In this prospective cohort of women aged 35-74 years, no association was observed between relative telomere length in blood and breast cancer risk. Short telomeres were rather associated with a decreased risk of breast cancer in several subgroups; however, these associations were not significant and showed no indication of linear trend. Our finding of no association between telomere length and breast cancer risk is consistent with recent reports including two prospective investigations [8
]. On the other hand, short telomeres were associated with either an increased [9
] or a decreased [10
] risk of breast cancer in case-control studies where telomere length was quantified in blood after diagnosis of cancer. This could reflect possible reverse causation in case-control studies. It has been reported that individual patients underwent various changes in leukocyte telomere length after completion of adjuvant standard-dose chemotherapy commonly used for breast cancer [19
]. The present prospective study is not subject to potential bias due to reverse causality by treatment effect. Although the follow-up time was relatively short with mean of 460 days in cases in this study, the stratified analysis by time between blood draw and diagnosis showed no difference in the association with telomere length by recency of diagnosis suggesting that telomere length in blood is neither indicator of future breast cancer risk nor a marker for the presence of breast cancer prior to clinical diagnosis.

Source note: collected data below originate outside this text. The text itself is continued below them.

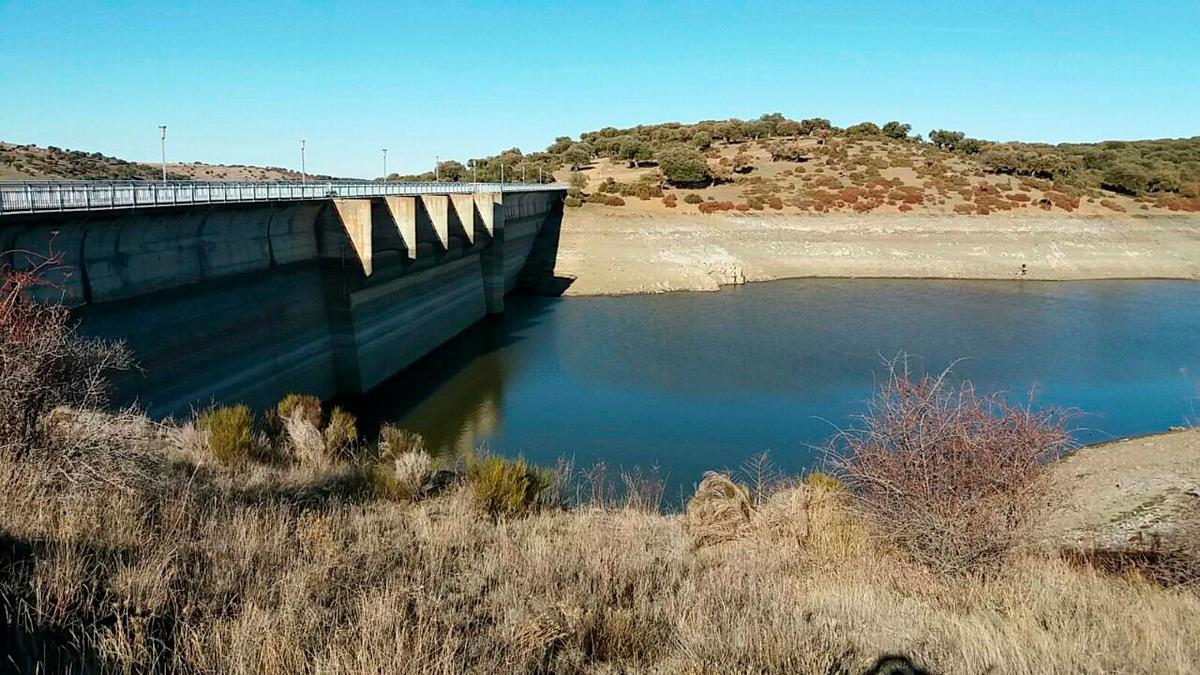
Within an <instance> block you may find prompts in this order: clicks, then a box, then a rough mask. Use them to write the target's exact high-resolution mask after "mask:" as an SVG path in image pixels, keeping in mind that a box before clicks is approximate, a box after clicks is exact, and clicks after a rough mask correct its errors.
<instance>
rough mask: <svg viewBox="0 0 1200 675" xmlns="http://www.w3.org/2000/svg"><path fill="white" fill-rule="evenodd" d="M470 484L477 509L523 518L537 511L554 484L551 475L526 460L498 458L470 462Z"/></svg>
mask: <svg viewBox="0 0 1200 675" xmlns="http://www.w3.org/2000/svg"><path fill="white" fill-rule="evenodd" d="M467 482H468V483H469V484H470V489H472V494H473V495H474V498H475V503H476V506H478V507H479V508H480V509H481V510H482V512H485V513H487V514H491V515H493V516H514V515H521V514H523V513H526V512H528V510H530V509H533V508H534V507H535V506H536V504H538V501H539V497H540V496H541V494H542V492H544V491H545V490H546V489H547V488H550V485H551V478H550V474H548V473H547V472H545V471H541V470H539V468H536V467H534V466H530V465H529V464H528V462H526V461H524V460H523V459H516V460H510V459H504V458H502V456H497V455H487V456H485V458H473V459H472V460H469V461H468V462H467Z"/></svg>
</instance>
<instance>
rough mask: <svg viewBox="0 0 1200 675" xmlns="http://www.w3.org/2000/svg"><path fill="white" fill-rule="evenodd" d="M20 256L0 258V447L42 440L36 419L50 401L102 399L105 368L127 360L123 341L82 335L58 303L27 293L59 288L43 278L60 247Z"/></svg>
mask: <svg viewBox="0 0 1200 675" xmlns="http://www.w3.org/2000/svg"><path fill="white" fill-rule="evenodd" d="M23 256H24V257H25V262H26V263H28V264H26V265H25V269H14V268H13V267H11V265H8V264H0V448H5V447H7V446H8V444H12V447H13V448H29V447H30V446H31V444H34V443H35V442H37V441H40V440H42V435H41V429H40V425H38V422H40V419H41V417H42V416H43V414H46V413H47V412H49V411H50V410H53V408H54V407H56V406H60V405H70V406H76V407H84V408H91V407H98V406H102V405H103V404H104V402H106V401H107V398H108V396H107V394H108V380H107V376H108V374H109V371H112V370H125V369H127V368H130V365H131V364H132V357H131V354H130V352H128V350H127V348H126V347H125V345H124V344H121V342H109V341H104V340H94V339H88V337H82V336H80V335H79V334H78V333H77V331H76V329H74V324H73V323H72V321H71V316H70V313H68V312H67V309H66V307H64V306H62V305H61V304H42V303H37V301H35V300H34V299H31V295H34V294H35V293H40V292H41V293H43V294H46V295H54V297H61V295H62V289H61V288H59V287H58V286H56V285H55V283H54V282H52V281H49V280H48V276H49V275H61V274H64V273H62V265H61V256H60V255H58V253H55V252H54V251H53V250H52V251H50V253H49V255H47V256H36V255H34V253H23ZM13 257H14V258H16V257H17V255H16V253H14V255H13Z"/></svg>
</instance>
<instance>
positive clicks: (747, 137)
mask: <svg viewBox="0 0 1200 675" xmlns="http://www.w3.org/2000/svg"><path fill="white" fill-rule="evenodd" d="M160 171H161V169H160V168H158V167H155V166H150V165H142V163H133V162H125V161H124V160H118V159H115V157H107V156H104V155H100V154H98V153H92V154H86V153H83V151H78V150H60V149H58V148H46V149H41V148H37V147H32V145H11V144H0V178H79V179H83V178H119V179H154V178H157V177H158V175H160ZM168 172H169V174H170V177H172V178H174V179H200V180H289V179H296V178H299V174H298V173H296V172H293V171H288V169H282V168H277V167H268V168H263V167H246V166H230V167H226V166H220V167H218V166H211V165H200V163H198V162H197V163H192V165H169V166H168ZM314 178H328V177H314ZM386 179H388V180H442V181H450V183H458V181H485V183H494V181H500V180H504V181H509V183H551V181H556V180H560V181H566V183H569V184H570V196H569V197H568V204H569V205H571V207H582V205H584V204H592V205H598V204H600V205H604V207H607V208H618V207H626V205H628V207H630V208H642V209H674V210H676V211H685V210H689V209H694V210H696V211H700V213H724V211H767V210H769V211H791V213H830V211H846V213H869V211H880V213H904V211H913V210H917V211H922V213H955V214H974V215H988V214H994V213H1003V211H1021V210H1034V211H1036V210H1038V209H1040V210H1044V211H1064V213H1081V214H1112V213H1140V211H1176V213H1188V211H1192V213H1195V211H1200V137H1192V138H1177V139H1158V141H1105V142H1098V143H1064V144H1057V145H1051V144H1043V143H1018V142H1007V143H998V142H992V141H984V139H979V138H972V137H970V136H967V135H966V133H964V132H961V131H953V130H946V129H935V130H931V131H929V132H928V133H925V135H922V133H914V132H913V129H912V126H911V125H908V124H905V123H901V121H894V120H893V121H886V123H883V124H876V123H871V121H864V123H860V124H854V125H851V126H847V127H839V126H835V125H834V124H833V123H830V121H829V120H828V119H824V118H809V119H800V120H794V119H788V118H785V117H784V115H782V114H779V113H772V114H764V115H762V117H760V118H757V119H754V120H739V119H728V120H704V121H698V123H695V124H682V123H664V124H654V125H638V126H634V127H628V129H617V127H604V129H600V130H596V131H588V132H584V133H581V135H580V136H578V138H571V137H569V136H560V137H558V138H556V139H554V142H553V143H551V144H550V145H548V147H547V148H546V149H545V150H541V151H536V153H529V154H526V153H522V151H521V149H520V148H510V149H508V150H504V151H503V153H499V154H497V155H492V156H488V157H482V159H473V160H467V161H464V162H463V161H456V160H448V161H443V162H440V163H439V165H438V168H437V171H436V172H433V171H431V172H426V173H422V174H410V175H400V174H395V173H394V174H390V175H388V177H386Z"/></svg>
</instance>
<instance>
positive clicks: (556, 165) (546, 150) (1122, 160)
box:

The present study introduced several innovations aimed at enhancing both accuracy and precision in telomere length measurement. First, we determined individual telomere length in up to 8 technical replicates run across 4 PCR plates in all study samples. We also adopted a single-tube monochrome multiplexing PCR method, which is an improved alternative to the conventional singleplex (two tube) PCR-based method [15
] because the T/S ratio is no longer affected by the pipetting-induced variation in DNA amount[15
]. With this method, however, %CV in our study was not particularly improved from some of the previously reported [11
]. This might be partly explained by different methods calculating %CV found in the literature including computation of %CV based on variability of threshold cycle values [20
], or computation using only the remaining measurements after excluding outliers, with outliers being defined in various manners [11
]. Such approaches would have reduced our reported %CV. For example, we performed sensitivity analyses recalculating individual's average telomere length after excluding technical outliers based on several predefined criteria. While we could reduce %CV as low as 5% under different definition of outlier, we observed that there were very few technical outliers regardless of the methods chosen, and exclusion of the few outliers did not impact the observed association between telomere length and breast cancer (data not shown). Since we found no influence of outlier on the association of interest, we used all the measurements in our analysis and reported conservative %CV based on T/S ratio.

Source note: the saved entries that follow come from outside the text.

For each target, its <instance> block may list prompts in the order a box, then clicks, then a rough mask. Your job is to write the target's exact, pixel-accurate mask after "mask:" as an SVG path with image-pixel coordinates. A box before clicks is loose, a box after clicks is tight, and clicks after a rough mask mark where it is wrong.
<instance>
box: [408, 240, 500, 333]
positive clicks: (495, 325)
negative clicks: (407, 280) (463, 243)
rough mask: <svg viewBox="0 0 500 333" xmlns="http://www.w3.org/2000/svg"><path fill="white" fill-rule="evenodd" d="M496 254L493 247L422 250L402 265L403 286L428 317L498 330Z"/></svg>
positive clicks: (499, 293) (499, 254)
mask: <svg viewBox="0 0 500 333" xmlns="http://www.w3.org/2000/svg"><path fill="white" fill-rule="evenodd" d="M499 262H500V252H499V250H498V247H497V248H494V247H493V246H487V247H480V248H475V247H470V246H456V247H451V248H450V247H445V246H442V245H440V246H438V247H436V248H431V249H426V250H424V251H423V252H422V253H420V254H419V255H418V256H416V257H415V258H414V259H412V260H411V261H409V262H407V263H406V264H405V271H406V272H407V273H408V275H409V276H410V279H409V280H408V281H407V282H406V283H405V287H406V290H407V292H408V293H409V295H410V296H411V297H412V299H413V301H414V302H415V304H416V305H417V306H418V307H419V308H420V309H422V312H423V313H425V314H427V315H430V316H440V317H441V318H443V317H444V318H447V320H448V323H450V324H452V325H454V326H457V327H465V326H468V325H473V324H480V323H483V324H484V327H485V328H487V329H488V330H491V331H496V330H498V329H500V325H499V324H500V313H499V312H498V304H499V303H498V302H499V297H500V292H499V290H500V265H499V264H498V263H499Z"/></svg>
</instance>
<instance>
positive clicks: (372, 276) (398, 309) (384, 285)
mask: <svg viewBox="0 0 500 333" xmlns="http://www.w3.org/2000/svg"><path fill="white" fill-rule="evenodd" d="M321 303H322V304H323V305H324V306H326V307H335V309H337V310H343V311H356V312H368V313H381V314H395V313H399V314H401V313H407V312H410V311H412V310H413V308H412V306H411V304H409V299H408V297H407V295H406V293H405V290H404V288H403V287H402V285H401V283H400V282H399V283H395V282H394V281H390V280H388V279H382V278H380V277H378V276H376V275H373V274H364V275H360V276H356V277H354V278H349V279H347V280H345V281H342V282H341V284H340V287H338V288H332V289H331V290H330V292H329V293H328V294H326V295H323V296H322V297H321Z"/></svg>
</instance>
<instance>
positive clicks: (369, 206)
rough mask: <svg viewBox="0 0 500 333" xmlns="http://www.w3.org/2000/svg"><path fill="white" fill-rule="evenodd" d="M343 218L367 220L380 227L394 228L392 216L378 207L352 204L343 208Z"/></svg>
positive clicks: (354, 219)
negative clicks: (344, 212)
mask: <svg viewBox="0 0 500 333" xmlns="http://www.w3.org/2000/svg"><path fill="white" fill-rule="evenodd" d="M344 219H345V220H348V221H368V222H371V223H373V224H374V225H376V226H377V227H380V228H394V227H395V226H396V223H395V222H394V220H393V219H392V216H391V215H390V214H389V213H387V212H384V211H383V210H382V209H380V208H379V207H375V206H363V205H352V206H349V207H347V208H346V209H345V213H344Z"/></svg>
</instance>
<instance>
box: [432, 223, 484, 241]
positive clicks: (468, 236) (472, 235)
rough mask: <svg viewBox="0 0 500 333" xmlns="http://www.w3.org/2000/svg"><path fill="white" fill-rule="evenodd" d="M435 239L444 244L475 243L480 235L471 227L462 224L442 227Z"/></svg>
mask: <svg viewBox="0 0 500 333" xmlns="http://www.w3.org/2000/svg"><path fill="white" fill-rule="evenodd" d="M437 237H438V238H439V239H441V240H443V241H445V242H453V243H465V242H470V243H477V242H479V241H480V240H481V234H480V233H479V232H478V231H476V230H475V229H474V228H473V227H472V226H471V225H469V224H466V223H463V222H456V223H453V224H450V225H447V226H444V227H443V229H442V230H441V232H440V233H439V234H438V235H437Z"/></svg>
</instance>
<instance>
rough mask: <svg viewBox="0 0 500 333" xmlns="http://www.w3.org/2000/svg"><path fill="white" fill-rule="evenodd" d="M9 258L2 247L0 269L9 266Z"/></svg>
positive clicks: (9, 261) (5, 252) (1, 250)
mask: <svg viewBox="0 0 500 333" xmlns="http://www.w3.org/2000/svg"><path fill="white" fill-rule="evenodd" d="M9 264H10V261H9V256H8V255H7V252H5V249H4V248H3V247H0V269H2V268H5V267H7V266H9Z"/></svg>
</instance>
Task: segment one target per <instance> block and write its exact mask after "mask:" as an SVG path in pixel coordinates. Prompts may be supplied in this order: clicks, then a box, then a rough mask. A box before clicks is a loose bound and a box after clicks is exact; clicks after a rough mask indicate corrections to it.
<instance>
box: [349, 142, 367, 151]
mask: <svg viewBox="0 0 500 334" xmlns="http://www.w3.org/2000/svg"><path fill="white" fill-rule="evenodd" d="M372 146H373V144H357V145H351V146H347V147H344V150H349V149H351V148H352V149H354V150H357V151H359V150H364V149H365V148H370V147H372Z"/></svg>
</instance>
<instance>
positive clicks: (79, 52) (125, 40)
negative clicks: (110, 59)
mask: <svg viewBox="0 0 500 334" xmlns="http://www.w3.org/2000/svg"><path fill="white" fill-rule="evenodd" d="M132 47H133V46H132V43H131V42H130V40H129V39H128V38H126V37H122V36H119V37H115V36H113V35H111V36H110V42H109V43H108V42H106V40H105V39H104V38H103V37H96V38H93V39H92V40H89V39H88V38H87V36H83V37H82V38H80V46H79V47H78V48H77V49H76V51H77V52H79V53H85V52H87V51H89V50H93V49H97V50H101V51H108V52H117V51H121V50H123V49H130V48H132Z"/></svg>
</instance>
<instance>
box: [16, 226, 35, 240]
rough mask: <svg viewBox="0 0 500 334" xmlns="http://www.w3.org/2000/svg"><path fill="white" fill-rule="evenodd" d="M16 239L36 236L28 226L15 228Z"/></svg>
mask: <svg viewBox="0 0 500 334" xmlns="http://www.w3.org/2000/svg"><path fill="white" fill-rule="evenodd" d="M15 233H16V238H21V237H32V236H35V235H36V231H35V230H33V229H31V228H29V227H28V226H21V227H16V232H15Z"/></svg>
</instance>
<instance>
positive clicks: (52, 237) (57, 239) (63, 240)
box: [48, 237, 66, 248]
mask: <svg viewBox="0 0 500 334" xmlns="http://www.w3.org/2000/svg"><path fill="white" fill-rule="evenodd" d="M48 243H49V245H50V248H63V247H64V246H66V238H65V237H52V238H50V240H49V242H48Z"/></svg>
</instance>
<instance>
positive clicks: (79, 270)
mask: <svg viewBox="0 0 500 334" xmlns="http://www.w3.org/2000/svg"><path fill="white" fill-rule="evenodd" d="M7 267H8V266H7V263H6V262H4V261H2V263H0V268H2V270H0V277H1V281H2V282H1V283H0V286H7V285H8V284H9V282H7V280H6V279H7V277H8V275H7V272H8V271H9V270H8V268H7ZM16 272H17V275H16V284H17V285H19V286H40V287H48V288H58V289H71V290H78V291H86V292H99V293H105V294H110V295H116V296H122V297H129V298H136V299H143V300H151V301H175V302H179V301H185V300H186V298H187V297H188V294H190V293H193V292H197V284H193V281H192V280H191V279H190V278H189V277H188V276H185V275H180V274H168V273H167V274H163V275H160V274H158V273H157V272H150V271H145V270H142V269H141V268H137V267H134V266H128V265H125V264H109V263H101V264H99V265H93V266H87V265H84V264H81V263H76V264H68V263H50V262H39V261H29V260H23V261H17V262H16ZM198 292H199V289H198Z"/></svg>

In any studies, a null finding could have been caused by insufficient power. However, our current sample size was previously estimated to be sufficient to detect a significant difference of 0.08 (assuming SD=0,4) in mean relative telomere length between cases and non-cases. The mean difference in telomere length of 0.01(SD=0.37) observed in the present study might have become statistically significant with much bigger sample size, but it is doubtful that such small mean difference, which can be converted to approximately 42 base pairs according to a validation study [21
], would have a biologic implication or any clinical relevance.
Accumulating evidence from experimental studies clearly supports the role of telomere regulation in the development and progression of cancer: unrestrained telomere shortening and activation of telomerase may lead to genomic instability that accelerates accumulation of genetic aberrations for cellular immortalization and cancer development [3
]. Telomere length in blood, which may record a replicative history of hematopoietic stem cells and progenitor cells, has been associated with chronological age, obesity and smoking [22
]. However, our data did not suggest that telomere length in blood is associated with telomere function in distant tissues like breast.
In conclusion, we used prospectively collected blood samples to conduct a case-cohort analysis of telomere length and breast cancer and did not find evidence supporting telomere length in blood as a biomarker for breast cancer risk. It is unlikely that telomere length in blood is an important predictor of breast cancer risk.